Hammer-McLaughlin’s advice—which focused on how to ask potential investors to make large contributions to their startup—will soon come in handy: Ho, Alim, and Calderon are looking to raise $500,000 in seed funding to expand ScholarJet beyond Boston and finance Alim’s full-time commitment to the startup. Bungert imparted an equally important nugget of wisdom. “Just launch as soon as possible,” he advised. “You’ll learn more than if you wait and try to make everything perfect first.” It was crucial advice: Shortly after Ho launched ScholarJet last week, the platform broke, requiring 24 hours to fix. “We were able to fail small,” Ho said. “If we hadn’t launched now, we wouldn’t have been able to identify the mistake before we expanded the site.”

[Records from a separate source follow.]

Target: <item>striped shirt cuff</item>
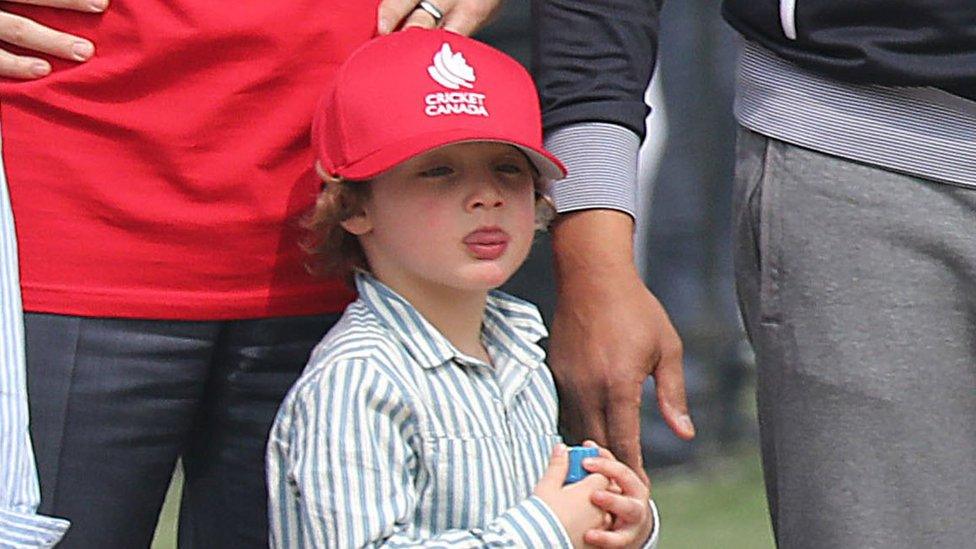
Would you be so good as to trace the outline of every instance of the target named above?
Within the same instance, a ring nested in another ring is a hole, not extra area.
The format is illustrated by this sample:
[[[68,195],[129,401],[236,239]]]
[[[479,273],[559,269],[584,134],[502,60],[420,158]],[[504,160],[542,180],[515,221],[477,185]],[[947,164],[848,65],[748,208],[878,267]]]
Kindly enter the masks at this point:
[[[519,547],[573,547],[556,514],[537,496],[505,511],[496,524],[506,537],[519,541]]]
[[[637,211],[637,155],[640,138],[616,124],[582,122],[552,131],[546,148],[569,171],[552,185],[559,213],[589,209]]]
[[[654,500],[650,500],[651,504],[651,516],[654,517],[654,529],[651,530],[651,536],[647,538],[644,542],[644,549],[655,549],[657,547],[657,540],[661,537],[661,515],[657,512],[657,505],[654,504]]]
[[[70,524],[65,519],[0,509],[0,547],[54,547]]]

Another component of Northeastern’s entrepreneurial ecosystem—The Michael J. and Ann Sherman Center for Engineering Entrepreneurship Education—played an equally important role in helping to get ScholarJet off the ground. From July to December 2016, Ho worked on his startup while on co-op at the Sherman Center, which offered him the space, resources, and alumni mentors he needed to take ScholarJet to the next level. “The Sherman Center co-op has undoubtedly been one of the best things that has ever happened to me and ScholarJet,” he explained, noting that Scout, the university’s student-led design studio, is currently working to create a new logo for the startup. “It gave me a chance to fully experience what it feels like to be a full time entrepreneur.”